Next in our continuing series on the top 10 companies that have the most potential to make it as a true healthcare platform business over the next 5-10 years


Score: 78

We are jumping around but Medical Director (MD) is topical at the moment because it’s up for sale again after nearly four years with it’s private equity master Affinity, and it has simultaneously made a fairly big fuss around its entry into the potentially lucrative UK market.

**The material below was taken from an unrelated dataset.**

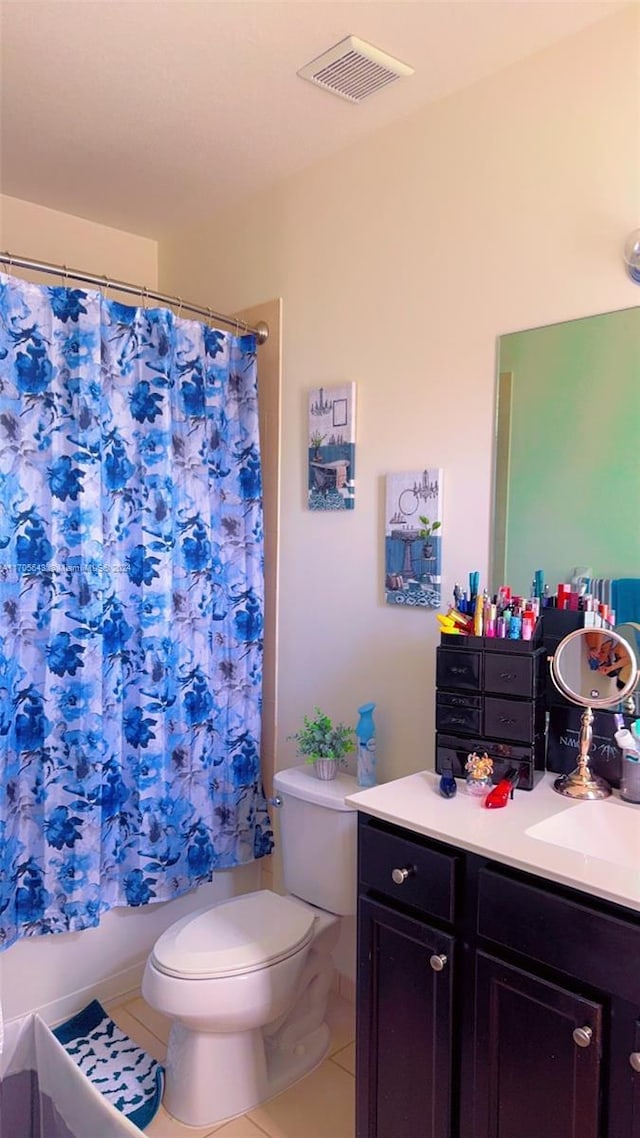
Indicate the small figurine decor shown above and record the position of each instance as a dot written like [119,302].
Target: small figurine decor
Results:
[480,769]
[323,743]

MD is an obvious candidate for the top 10 platforms list as it is arguably one of the top three current ‘platform in waiting businesses’. By that we mean patient management systems which have over the years achieved significant market share of doctors desktops, have started to connect these desktops in rudimentary ways, but inevitably it seems, will have most of their doctors operating in a connected hybrid cloud/server or fully cloud based system. Spoiler alert on the other two in this elite crew (not): Best Practice, the other major GP offering, and Genie, the major specialist offering. The mystery left is who is above MD now if they are only No 4?

The potential of each of these businesses to become platforms is a long way above almost anything else on the market because they are already electronic gateways and they all form a core part of a doctors daily work cycle. The early comparisons to businesses like Xero weren’t for no reason, but it turns out, getting to be a platform in medicine is much much harder than in accounting.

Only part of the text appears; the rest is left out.